Обречён любить тебя (СИ) - Мелевич Яна. Страница 64

«Кибертеррорист, убийца и преступник» — такими прозвищами награждали Антона сограждане в каждом мало-мальски значимом блоге о жизни знаменитостей. Потому каждый шаг давался с трудом, пришлось даже схватиться за плечо старшего брата, который быстро поддержал его.

— Тони? — негромко позвал Елисей, и Настя резко обернулась, пока ступени одна за другой медленно подводили их к краю. — Давай уйдем отсюда. Нам не обязательно видеться ни с Донским, ни с этими пиявками. Мама ждет на парковке. Вызовем охрану и уедем.

Тасмановой такой подход к решению проблемы не понравился, однако спорить она не решилась. Перекошенное лицо Татошка оказалось слишком красноречивым, чтобы спорить о бессмысленном.

— У него все равно запрет на посещение. Мама достаточно жестко пояснила через Андрея и тетю Кристину, что будет, если его нарушат, — фыркнула Настя, с ненавистью покосившись на Марата. Тот с упоением внимал восхищенным вздохам и словам о собственном милосердии к униженным врагам.
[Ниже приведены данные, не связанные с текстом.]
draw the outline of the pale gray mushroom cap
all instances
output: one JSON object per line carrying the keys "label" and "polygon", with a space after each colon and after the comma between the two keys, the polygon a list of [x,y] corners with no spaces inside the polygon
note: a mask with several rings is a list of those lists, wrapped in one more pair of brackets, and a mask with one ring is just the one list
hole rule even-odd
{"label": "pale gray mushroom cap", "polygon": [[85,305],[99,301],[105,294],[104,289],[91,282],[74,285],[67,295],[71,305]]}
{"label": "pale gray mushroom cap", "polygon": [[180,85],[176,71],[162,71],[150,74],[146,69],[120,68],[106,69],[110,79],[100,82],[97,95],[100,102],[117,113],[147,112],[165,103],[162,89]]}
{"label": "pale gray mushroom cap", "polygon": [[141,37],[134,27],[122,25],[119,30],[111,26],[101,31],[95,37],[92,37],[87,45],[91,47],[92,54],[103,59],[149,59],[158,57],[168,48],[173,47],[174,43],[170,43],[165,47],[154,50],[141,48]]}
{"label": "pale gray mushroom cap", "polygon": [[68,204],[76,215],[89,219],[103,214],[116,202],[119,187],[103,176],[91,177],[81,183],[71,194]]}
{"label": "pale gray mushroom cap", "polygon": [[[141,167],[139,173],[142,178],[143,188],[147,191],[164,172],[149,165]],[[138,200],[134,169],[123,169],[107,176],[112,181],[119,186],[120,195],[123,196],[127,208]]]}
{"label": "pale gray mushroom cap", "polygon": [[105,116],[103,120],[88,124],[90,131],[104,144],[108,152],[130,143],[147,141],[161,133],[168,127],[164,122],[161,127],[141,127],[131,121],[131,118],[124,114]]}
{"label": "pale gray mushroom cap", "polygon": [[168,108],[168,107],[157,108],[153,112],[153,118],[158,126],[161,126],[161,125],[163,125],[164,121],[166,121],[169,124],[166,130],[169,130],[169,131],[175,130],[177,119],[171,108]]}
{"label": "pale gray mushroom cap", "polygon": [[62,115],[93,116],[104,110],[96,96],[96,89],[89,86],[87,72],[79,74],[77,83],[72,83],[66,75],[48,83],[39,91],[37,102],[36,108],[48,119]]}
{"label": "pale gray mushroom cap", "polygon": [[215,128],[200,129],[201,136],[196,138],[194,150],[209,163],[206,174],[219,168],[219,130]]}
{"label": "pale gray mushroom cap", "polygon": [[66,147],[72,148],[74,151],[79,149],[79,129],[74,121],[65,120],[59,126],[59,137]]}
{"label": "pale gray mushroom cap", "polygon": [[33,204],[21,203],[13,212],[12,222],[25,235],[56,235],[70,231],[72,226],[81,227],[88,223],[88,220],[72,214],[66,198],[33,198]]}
Удавка на шее затянулась, стало совсем нечем дышать. Из огромного помещения враз выкачали весь кислород за жалкие миллисекунды, не оставив шанса на спасения от вездесущих глаз и ушей. Сознание помутнело, заплясали цветные круги и белые точки — они стали предвестниками позорного падения перед стаей жадных, голодных падальщиков, которые кружили над головами семьи Антона.

Елисей сжал его локоть, Настя прижалась к боку и принялась шептать что-то успокаивающее. Внезапно точно вспышка накрыло воспоминание, казалось бы, совсем недавнее. Еще вчера Татошка красил стены школы в Танзании, а теперь стоял и смотрел куда-то дальше, поверх плеча Донского. Туда, где толпились журналисты, распихивая друг друга локтями.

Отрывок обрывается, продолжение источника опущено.